South African politician (1894–1980)

Margaret Ballinger (née Hodgson; 1894–1980) was the first President of the Liberal Party of South Africa and a South African Member of Parliament. In 1944, Ballinger was referred to as the "Queen of the Blacks" by Time magazine.

==Biography==
Margaret Hodgson was born in Glasgow, Scotland in 1894 and moved to Cape Colony with her family when she was a child. Her father arrived just before the Boer War and ended up fighting against the British. Hodgson (Ballinger) attended the Huguenot College in Wellington before continuing her education in England. In England she went to Somerville College, Oxford.

She taught history when she returned to South Africa at Rhodes University in Grahamstown and University of the Witwatersrand. She stood for election where there were seven representatives for eight million black South Africans against the 140 M.P.s who represented the other 20% of the population. She had stood against other male candidates and talking through an interpreter had managed to win the electorate's confidence. It was said that she used the analogy of Joan of Arc to illustrate what a woman could do for them.

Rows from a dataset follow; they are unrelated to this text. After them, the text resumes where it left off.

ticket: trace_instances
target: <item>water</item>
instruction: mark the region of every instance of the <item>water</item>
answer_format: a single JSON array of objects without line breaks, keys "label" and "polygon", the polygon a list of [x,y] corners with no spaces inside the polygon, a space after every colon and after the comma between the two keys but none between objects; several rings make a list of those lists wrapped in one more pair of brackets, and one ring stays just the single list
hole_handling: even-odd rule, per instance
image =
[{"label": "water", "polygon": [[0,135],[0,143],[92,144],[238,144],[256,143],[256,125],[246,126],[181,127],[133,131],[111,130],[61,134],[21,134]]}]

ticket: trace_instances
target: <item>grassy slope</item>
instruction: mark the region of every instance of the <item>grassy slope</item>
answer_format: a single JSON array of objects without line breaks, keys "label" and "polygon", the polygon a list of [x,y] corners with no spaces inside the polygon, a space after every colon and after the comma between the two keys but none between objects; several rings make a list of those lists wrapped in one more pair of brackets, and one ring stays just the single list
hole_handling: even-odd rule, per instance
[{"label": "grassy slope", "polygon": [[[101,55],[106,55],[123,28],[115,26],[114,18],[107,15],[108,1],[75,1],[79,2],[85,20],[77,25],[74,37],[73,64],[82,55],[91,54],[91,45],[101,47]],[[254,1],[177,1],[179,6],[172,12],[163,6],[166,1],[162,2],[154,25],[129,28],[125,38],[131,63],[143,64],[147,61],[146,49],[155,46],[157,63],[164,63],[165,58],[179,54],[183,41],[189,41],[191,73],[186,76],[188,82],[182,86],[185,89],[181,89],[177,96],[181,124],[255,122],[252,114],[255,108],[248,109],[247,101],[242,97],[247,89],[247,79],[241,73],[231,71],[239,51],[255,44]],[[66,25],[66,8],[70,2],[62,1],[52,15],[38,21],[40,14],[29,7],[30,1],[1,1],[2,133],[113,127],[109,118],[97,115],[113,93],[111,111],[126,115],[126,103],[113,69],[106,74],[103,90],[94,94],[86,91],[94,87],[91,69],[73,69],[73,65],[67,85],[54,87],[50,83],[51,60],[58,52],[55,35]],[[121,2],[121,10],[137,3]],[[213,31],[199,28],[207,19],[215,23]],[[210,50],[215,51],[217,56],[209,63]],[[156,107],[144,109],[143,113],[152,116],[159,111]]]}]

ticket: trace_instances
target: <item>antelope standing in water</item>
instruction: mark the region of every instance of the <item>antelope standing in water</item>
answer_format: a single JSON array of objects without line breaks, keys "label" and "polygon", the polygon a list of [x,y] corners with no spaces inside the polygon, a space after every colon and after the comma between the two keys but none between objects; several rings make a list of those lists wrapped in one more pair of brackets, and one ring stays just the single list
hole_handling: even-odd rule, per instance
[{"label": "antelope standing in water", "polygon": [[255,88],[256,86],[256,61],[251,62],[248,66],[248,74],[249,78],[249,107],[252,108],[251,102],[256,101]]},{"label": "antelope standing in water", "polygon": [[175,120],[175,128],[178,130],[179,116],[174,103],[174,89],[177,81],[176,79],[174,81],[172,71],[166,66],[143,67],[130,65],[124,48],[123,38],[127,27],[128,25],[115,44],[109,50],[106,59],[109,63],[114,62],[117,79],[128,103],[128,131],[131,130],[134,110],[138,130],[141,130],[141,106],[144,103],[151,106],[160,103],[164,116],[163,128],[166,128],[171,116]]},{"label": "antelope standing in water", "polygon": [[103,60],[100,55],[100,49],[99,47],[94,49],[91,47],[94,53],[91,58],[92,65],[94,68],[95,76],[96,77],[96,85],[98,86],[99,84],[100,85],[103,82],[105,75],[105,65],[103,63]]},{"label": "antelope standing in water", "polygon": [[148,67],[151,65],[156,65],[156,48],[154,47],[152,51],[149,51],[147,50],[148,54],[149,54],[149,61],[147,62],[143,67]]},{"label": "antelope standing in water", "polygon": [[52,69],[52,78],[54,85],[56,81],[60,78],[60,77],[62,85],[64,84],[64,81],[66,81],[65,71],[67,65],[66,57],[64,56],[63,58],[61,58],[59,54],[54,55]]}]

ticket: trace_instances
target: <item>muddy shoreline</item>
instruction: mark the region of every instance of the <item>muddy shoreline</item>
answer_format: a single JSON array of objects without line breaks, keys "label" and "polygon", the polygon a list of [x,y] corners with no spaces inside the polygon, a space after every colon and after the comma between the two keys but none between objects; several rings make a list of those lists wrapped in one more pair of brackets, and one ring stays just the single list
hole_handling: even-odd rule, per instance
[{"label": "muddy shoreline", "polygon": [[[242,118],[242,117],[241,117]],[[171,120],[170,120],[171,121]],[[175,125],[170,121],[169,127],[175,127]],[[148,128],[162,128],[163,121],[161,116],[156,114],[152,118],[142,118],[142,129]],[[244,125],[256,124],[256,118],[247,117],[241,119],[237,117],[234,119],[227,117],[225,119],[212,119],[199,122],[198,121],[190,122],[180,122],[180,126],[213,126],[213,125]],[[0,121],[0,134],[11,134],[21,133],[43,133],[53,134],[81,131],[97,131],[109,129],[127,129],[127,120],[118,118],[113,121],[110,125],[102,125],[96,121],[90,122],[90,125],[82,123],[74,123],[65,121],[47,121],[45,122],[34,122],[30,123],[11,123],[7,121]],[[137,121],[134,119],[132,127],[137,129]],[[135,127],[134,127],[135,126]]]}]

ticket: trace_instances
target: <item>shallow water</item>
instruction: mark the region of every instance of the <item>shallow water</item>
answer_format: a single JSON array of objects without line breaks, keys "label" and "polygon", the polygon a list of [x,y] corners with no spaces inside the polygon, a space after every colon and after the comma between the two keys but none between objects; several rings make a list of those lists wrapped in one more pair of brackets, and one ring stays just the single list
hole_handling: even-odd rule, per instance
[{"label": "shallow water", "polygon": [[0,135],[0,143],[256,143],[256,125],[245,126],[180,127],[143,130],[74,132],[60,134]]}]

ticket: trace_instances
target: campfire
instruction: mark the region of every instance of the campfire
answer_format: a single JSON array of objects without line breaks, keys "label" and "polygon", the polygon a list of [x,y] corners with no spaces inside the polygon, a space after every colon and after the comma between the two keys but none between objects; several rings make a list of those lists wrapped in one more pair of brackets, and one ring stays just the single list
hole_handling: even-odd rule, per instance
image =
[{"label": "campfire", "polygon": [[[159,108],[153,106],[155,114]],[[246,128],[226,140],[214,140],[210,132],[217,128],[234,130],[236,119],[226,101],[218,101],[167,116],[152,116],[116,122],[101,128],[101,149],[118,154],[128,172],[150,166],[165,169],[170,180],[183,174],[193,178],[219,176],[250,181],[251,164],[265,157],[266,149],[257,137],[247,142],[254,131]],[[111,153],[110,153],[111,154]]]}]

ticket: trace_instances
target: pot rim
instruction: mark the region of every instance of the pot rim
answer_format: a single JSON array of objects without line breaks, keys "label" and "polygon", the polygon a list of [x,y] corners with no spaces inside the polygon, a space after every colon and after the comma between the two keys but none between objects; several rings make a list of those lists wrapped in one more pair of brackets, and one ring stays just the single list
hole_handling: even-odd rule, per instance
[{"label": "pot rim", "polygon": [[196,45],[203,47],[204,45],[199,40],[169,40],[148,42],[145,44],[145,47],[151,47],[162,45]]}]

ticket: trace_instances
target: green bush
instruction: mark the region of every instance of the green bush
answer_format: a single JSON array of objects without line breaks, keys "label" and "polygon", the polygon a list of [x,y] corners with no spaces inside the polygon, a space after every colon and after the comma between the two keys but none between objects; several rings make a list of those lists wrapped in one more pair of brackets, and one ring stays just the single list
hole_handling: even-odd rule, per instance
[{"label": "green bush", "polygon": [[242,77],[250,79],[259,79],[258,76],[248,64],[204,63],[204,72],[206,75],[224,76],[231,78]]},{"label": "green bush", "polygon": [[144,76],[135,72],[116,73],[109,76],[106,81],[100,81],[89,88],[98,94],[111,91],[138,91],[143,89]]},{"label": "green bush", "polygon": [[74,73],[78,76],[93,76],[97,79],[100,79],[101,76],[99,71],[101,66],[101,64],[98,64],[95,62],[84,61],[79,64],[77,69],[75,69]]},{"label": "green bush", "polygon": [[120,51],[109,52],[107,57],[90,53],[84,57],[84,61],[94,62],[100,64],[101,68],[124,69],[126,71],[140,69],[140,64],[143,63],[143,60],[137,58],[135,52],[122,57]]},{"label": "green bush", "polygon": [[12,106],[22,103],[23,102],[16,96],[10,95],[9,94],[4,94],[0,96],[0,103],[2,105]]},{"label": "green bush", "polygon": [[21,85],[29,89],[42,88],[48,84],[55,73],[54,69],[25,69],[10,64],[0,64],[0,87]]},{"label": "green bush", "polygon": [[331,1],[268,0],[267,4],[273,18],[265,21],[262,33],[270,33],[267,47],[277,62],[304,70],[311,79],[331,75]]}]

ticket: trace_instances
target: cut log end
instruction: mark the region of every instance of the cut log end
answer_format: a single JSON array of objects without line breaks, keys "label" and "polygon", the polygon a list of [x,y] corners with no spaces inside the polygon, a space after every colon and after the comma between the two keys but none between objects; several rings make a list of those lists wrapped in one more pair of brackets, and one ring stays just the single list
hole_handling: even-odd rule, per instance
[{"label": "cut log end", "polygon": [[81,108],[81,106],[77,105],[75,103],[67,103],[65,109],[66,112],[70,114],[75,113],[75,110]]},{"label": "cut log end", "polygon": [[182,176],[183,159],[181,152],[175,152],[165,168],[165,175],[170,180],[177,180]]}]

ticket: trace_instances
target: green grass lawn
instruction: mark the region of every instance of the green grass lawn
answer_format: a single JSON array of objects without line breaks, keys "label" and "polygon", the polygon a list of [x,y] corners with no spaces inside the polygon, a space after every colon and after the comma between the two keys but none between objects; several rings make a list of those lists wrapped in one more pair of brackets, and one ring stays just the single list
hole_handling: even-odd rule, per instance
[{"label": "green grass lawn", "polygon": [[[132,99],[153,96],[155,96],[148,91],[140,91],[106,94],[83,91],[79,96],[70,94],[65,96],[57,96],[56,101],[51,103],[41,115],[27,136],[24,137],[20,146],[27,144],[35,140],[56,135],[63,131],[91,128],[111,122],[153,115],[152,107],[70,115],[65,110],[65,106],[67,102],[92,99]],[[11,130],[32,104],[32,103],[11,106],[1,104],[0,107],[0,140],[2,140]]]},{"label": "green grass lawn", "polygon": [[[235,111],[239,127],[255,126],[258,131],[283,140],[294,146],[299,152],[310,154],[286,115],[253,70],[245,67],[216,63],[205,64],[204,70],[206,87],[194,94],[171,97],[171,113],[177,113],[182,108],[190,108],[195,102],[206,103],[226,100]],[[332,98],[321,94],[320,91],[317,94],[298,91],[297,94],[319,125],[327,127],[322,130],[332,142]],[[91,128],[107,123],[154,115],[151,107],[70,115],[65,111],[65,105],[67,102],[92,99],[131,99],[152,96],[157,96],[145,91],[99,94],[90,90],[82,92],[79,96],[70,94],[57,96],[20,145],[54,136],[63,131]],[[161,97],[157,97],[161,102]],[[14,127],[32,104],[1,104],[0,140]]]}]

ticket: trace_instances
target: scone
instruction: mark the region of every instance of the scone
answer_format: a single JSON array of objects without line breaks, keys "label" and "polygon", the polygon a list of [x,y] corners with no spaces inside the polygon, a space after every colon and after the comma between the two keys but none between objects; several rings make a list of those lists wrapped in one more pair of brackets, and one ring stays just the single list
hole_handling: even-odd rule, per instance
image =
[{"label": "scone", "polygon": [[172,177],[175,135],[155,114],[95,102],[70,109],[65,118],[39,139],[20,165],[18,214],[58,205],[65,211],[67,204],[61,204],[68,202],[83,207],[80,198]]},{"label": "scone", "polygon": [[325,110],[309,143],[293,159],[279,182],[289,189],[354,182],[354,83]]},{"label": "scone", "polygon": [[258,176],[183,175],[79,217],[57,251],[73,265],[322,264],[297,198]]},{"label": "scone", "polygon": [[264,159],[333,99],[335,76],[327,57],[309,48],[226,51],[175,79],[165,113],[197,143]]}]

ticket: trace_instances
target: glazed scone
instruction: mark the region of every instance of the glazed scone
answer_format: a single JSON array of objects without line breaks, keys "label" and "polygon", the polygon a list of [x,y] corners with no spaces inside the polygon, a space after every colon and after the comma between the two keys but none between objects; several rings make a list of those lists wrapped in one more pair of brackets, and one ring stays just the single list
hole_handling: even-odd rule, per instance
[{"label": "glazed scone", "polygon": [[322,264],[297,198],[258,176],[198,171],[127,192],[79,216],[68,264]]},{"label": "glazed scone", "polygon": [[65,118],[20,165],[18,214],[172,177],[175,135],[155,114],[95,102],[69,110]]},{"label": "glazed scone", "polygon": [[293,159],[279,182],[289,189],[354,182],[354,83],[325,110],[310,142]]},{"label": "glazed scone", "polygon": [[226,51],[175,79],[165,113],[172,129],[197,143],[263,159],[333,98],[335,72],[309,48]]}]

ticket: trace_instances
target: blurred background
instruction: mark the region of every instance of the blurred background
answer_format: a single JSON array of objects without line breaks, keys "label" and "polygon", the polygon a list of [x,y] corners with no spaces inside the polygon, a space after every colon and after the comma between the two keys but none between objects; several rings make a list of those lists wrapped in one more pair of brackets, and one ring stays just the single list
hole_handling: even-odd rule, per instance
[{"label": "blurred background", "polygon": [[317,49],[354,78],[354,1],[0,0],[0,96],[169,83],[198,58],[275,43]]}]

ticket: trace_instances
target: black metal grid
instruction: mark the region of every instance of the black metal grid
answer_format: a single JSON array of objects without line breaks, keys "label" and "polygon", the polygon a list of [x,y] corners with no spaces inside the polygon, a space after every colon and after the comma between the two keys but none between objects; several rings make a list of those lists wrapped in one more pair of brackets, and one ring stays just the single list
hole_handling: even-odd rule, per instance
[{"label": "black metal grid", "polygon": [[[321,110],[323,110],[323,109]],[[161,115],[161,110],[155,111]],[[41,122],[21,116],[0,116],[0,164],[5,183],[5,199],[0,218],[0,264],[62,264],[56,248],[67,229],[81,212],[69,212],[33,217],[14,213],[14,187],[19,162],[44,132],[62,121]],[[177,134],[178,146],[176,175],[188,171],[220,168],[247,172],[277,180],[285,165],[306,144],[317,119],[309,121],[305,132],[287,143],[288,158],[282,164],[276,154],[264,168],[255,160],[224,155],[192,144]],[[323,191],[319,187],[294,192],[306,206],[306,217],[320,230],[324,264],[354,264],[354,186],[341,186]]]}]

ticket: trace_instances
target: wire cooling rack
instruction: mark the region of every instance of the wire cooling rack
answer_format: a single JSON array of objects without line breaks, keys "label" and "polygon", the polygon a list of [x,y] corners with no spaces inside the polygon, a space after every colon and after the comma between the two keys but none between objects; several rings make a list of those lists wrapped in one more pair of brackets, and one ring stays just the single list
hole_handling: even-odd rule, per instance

She represented the people of the Eastern Cape from 1937 on the Native Representatives Council (NRC). She was credited, along with Senator Edgar Brookes, for moving people from talking about controlling the native South African populace to finding out how their lives could be improved. In 1943 she was proposing new laws and in 1947 her plans included new training and municipal representation for "blacks" and improved consultation with the NRC. This period from 1937 through the 1950s is seen as when Ballinger had most power and influence. A Time Magazine report in 1944 named "Mrs Ballinger" as the "Queen of the Blacks". Her power as a speaker was only overshadowed by the prime ministers, Jan Smuts, and Jan Hofmeyr, his heir apparent. The future that the article foresaw for Ballinger was as the "white hope" leading 24,000,000 blacks as part of an expanded British influence in southern Africa. She overshadowed her husband, William, who some see as now out of his depth in the changing political outlook. They had both formed a Friends of Africa movement, but this looked more to Britain for funding than it did in its success in linking to the emerging African native political organisations.

When the Liberal Party of South Africa was formed in 1953 she was its first President. The party was founded around Alan Paton, who was one of the vice Presidents. She was one of the few people to speak against the apartheid views of Hendrik Frensch Verwoerd.

In 1960 she left Parliament when the South African government abolished the Parliamentary seats representing Africans. She was given a bronze award in 1961 by the British Royal African Society for her services to Africa. Her citation mentioned the links she had established between African and European women and for the home for sick children she established.

She left the party before it was wound up by its own membership in 1968. At that time it became illegal for a political party to have members from more than one race. The party preferred to die rather than choose.

==Works==
- From Union to Apartheid - A Trek to Isolation, 1969

==Legacy==
The home for sick children which she had established was closed down during the apartheid era, but it has taken new shapes. Ballinger had started three schools in Soweto without official permission, the first is named in her honour.